A Central Processing Unit is one of the major components of a computer. The CPU controls logic flow and other control type operations. There are many different things inside a modern CPU. How it works is what we are after today.
Assumptions:
I will be referring to a RISC style architecture throughout this article and there are five basic steps in the architecture; Instruction Fetch, Instruction Decode (Register Fetching), ALU/Execution, Memory (Read & Write), Write-back (Register Write). RISC stands for Reduced Instruction Set Computer, basically it means that every piece of data that the CPU wants to operate on needs to be in the register file. If you need to work with data that is in 0xFF56, you need to load it into a register and then work with it. It is due to this nature that these types of CPUs are called load-store machines. x86 ISA CPUs are CISC (Complex). They can work on memory directly, but their instructions are different lengths and need more logic to do. RISC instructions are all the same size. The RISC instructions and data are all aligned in memory and both take exactly one cycle to fetch each instruction.

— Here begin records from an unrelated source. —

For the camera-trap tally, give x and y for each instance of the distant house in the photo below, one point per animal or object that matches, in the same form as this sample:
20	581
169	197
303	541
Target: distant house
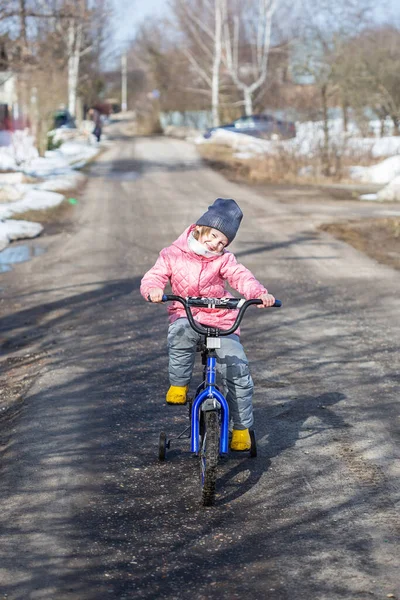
8	99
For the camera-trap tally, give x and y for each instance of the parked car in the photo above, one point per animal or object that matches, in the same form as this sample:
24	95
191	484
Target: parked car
263	126
62	118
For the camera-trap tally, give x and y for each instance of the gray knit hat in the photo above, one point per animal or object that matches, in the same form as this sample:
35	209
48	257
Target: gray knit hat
224	215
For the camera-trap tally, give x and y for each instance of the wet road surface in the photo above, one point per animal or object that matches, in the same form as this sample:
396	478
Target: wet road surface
88	512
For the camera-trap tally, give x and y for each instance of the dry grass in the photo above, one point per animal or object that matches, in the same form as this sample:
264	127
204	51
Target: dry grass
284	167
378	238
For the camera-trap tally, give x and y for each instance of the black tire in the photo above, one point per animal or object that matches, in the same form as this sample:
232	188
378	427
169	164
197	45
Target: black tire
209	453
162	446
253	447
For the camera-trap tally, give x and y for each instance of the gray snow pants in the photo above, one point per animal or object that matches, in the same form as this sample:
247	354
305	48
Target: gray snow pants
232	365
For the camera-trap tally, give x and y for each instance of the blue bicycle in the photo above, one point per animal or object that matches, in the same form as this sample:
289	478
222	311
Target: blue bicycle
208	428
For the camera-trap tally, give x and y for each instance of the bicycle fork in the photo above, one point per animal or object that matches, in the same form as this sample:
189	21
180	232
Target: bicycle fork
212	399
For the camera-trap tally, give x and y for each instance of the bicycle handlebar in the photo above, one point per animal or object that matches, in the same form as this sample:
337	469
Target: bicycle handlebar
230	303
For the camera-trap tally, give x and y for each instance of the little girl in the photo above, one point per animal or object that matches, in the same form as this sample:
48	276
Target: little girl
198	264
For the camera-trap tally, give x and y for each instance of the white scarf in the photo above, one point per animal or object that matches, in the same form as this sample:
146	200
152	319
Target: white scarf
199	249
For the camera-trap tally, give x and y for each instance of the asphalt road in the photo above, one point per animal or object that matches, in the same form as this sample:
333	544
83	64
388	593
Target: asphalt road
88	512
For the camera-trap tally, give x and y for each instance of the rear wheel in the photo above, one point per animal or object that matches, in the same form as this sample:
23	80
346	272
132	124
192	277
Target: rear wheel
253	447
209	453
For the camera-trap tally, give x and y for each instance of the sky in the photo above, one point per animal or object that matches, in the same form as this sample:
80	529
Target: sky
129	14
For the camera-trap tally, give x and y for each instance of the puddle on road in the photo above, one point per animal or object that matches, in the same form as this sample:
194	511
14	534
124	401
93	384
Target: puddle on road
17	254
104	171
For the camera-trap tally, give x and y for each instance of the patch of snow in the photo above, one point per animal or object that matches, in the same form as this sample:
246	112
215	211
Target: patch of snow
370	197
391	192
33	200
383	172
14	230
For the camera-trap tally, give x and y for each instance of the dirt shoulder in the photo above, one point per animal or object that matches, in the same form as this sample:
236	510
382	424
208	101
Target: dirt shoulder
378	238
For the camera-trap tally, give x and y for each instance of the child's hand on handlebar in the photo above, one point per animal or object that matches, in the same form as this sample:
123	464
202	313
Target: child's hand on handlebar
267	300
155	295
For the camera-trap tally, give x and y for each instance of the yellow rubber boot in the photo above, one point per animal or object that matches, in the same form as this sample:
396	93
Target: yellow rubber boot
240	440
177	394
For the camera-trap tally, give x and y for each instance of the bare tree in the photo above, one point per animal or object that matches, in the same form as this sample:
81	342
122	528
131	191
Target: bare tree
254	21
201	25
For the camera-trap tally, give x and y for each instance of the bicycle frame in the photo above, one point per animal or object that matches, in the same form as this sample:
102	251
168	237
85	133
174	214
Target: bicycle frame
210	392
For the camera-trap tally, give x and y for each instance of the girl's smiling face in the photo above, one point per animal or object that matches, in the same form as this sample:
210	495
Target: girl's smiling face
212	239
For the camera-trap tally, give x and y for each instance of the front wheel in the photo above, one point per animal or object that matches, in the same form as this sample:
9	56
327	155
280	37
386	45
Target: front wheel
209	453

This article will not be going into how cache helps alleviate bottleneck problems. I will leave that topic until a later article explains how that works as well as concepts such as virtual memory.
We will measure performance in execution time. Exectime = t x InstrCount x CPI
t=Clock Period
CPI=Cycles per Instruction
Commonly, you will see that people refer to IPC which is Instructions per Cycle in the case of super scalar CPUs where in a single-cycle, more than one instruction can complete. In this case Exectime = t x InstrCount x (1/IPC) .
Simple Case - Single-Cycle CPU:
The simplest CPU is a single-cycle CPU. You feed an instruction in and in one clock cycle, the data is produced. Think of going to the laundromat to get your clothes clean. In a single-cycle CPU, you take over a combination of the washing machine (30 minutes), the dryer (40 minutes) and the folding table (20 minutes). No one can use the washing machine until you have completed your entire task. In a single-cycle CPU, each instruction takes one cycle no matter which instruction is executing. The clock speed is determined by the runtime of the longest instruction. In a single-cycle CPU, logic is easy. There is a purely combinational approach to this type of CPU and there is no need to worry about data dependencies or hazards. Today's single-cycle CPUs are typically called micro controllers. Since a single-cycle CPU effectively locks out the entire datapath of the CPU, it is considered to waste resources. Going back to the example, when you finished your washing machine load and moved onto the dryer, someone else could start using the washing machine right after. This is the same as a multi-cycle CPU or pipelined CPU. Most (if not all) server and desktop CPUs are pipelined including the x86 CPUs. In this example, a person exists the laundromat every 90 minutes (30+40+20), which is the execution time of a single instruction.
The execution time for a single-cycle CPU would be t x InstrCount. CPI is equal to 1. Let's say that a typical benchmark is 1,000,000,000 instructions and the clock speed of this particular type of CPU is 200MHz. This particular CPU would take 5 seconds to execute this benchmark.